For a moment no one spoke. Then Nielsen shrugged. From his briefcase he pulled a small recording cube, which he activated and placed in the center of the room, on the floor.
“This conversation is under seal by the Secrets Registration. Why don’t you start, Dr. deSilva.” Helene ticked off points with the fingers of her hand. “One, we know that Bubbacub perpetrated a crime in the eyes of both the Library Institute and his own race by falsifying a Library report, and perpetrating a hoax on Sundiver; to wit: that he had communicated with the Solarians and had used his ‘Lethani relic’ to protect us from their wrath.

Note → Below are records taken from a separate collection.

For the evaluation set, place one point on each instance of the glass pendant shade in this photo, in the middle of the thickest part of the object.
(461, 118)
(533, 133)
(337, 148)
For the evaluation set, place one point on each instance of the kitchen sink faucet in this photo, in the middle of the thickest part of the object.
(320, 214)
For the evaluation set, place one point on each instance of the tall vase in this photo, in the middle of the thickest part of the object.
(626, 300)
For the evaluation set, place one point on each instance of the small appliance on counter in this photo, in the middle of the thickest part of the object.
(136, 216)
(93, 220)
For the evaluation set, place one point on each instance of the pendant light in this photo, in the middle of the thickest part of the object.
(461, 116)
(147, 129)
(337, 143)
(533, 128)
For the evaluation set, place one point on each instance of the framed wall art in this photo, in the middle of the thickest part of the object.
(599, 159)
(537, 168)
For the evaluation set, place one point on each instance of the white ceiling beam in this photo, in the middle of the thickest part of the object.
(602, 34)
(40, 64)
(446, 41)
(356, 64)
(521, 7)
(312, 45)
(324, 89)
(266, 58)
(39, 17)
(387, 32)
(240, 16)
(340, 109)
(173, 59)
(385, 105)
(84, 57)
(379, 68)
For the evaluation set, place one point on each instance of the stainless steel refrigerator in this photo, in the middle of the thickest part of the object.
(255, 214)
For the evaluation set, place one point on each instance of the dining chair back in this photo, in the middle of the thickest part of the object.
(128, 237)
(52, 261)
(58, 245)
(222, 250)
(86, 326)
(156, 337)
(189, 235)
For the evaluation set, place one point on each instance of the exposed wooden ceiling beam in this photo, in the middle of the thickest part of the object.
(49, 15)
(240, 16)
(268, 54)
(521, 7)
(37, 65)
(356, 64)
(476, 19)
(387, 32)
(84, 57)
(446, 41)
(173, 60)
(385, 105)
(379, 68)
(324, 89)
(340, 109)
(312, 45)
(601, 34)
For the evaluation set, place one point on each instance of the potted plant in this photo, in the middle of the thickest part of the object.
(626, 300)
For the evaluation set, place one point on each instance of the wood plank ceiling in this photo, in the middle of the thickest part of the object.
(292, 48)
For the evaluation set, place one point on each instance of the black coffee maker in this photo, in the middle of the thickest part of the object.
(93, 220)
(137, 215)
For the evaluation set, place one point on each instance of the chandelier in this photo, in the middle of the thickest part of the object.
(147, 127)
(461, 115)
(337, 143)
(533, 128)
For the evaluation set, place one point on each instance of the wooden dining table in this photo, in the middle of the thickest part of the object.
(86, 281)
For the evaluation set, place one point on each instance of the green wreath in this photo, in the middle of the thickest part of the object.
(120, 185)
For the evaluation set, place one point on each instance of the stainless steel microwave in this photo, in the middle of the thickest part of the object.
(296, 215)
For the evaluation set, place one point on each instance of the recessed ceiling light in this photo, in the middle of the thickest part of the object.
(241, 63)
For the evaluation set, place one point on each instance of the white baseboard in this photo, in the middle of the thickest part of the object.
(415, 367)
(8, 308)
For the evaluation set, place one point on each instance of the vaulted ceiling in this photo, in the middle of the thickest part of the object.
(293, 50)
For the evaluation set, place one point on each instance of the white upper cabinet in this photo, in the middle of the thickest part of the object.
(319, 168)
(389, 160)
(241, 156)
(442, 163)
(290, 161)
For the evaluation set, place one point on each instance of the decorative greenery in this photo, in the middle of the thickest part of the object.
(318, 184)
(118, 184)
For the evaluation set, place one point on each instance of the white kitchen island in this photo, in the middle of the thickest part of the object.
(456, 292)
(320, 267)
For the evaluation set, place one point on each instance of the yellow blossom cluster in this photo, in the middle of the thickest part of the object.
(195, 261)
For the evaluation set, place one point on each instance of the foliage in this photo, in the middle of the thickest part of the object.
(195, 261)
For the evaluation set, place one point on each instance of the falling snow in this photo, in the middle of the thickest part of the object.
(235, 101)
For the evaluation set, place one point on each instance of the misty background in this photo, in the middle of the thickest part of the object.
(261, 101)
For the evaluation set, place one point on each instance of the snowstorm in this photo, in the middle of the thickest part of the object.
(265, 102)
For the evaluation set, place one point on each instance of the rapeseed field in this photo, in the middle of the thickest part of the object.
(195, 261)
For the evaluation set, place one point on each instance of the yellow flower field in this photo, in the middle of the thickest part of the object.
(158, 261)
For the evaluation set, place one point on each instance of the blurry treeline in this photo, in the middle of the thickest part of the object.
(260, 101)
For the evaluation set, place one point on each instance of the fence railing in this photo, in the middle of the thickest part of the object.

“We think we know Bubbacub’s motives for doing what he did. He was embarrassed by the failure of the Library to reference the Sun Ghosts. He wanted to rub the ‘wolfling’ race’s collective nose in its inferiority, as well.
“By Galactic Tradition this situation would resolve itself by both the Pila and the Library bribing Earth to ‘keep its mouth shut.’ The, Confederacy would be able to choose its reward with few strings attached, though the human race would have to face enmity from the Pila in the future simply because their pride had been hurt.
“They could still increase their efforts to remove pro-visionary-sophont status from our Clients, the chimps and dolphins. There has been talk of placing humanity under some sort of ‘adoptive’ Client status… ‘to guide us through this difficult transition.’ Have I summed up the situation fairly well, so far?”
Jacob nodded. “Fine. Except you left out my own stupidity. On Mercury I accused Bubbacub publicly! That little two-year pledge we signed was never taken seriously, and the Feds have waited too long to, put an emergency sequester on this case. Probably half of the spiral arm knows the story by now.
“That means we’ve lost what little leverage we would Have had with the Pila by blackmail. They’ll hold nothing back in their efforts to get us ‘adopted,’ and they’ll use ‘reparations’ for Bubbacub’s crime as an excuse to force us to accept all kinds of aid that we don’t want.” He motioned for Helene to continue. “Point number two; we now know that the one behind this fiasco was Culla. Apparently Culla never intended that humanity discover Bubbacub’s pecadillo. He had his own blackmail scheme in mind.
“By encouraging Jeffrey’s friendship he got the chimpanzee to try to ‘liberate’ him, thus enraging Bubbacub. Jeffrey’s subsequent death left Sundiver in such a state of confusion that Bubbacub would be encouraged to think that anything he did would be believed. It’s possible that Dwayne Kepler’s apparent mental deterioration was part of this campaign, induced by Culla’s ‘glare psychosis’ technique.